There are two big league roles that Niese will have a chance to earn in camp. One is in the back-end of the rotation. The veteran will be competing with some of the Yankees' younger options for the fourth and fifth spots in the rotation, like Luis Severino, Luis Cessa, and Chad Green. If that doesn't work out, perhaps the 30 year-old becomes a bullpen option. The Yankees already have one situational lefty, Tommy Lane, but could utilize Niese in such a role if something awry occurs with Layne. Given Niese's history as a starter, he could also serve as a long reliever.
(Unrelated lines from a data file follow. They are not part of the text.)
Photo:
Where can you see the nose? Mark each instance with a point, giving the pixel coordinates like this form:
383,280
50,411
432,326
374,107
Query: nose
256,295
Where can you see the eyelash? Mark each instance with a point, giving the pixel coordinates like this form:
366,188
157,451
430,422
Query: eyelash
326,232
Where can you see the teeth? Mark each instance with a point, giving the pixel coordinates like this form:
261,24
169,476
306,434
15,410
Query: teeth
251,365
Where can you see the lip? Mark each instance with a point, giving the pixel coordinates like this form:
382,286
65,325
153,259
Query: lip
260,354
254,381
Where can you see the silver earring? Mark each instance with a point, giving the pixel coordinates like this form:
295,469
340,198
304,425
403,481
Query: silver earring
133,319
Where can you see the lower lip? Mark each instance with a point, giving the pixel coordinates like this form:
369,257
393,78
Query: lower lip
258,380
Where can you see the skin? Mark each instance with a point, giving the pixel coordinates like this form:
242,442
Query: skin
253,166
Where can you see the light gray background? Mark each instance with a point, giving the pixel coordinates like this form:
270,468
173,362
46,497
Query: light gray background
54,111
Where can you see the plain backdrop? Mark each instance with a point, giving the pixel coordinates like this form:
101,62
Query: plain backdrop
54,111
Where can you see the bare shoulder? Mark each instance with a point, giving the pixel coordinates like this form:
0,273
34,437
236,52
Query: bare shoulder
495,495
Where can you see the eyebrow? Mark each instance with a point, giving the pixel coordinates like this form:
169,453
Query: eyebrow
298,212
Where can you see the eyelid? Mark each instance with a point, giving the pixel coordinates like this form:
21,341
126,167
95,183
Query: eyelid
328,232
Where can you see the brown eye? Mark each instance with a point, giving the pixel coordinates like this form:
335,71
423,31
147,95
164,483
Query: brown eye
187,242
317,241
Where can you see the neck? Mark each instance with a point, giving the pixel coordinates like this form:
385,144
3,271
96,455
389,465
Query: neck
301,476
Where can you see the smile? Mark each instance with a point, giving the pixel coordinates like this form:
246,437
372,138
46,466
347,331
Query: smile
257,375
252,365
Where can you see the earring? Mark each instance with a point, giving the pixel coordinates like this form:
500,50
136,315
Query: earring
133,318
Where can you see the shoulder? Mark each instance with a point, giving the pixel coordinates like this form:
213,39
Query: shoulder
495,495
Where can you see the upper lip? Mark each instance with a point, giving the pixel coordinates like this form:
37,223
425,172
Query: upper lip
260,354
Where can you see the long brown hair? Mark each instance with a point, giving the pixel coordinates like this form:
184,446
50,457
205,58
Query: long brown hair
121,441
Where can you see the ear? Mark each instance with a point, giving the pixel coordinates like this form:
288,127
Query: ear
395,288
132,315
It's farfetched to think that Niese could return to his old form in 2017, which is why he signed a minor league deal. Maybe the Yankees get lucky and he does revert to his past self, but it's unlikely. His poor performance and surgically repaired knee make it difficult to foresee anything good coming out of this deal. Turning to the projections systems doesn't portray a rosy outlook, either. Steamer and ZiPS both project a mid-4 ERA and FIP for Niese.
Despite his shortcomings, this is a low risk addition. Signing Niese to a minor league deal will allow the Yankees to cut bait before he could significantly hurt the team with his performance. Hell, he might not even get the chance to throw one pitch with the Yankees all season. Basically, the Yankees have purchased all of the upside (a decent back-end starter) while minimizing risk. If all goes well, great. If not, it'll be easy to move on.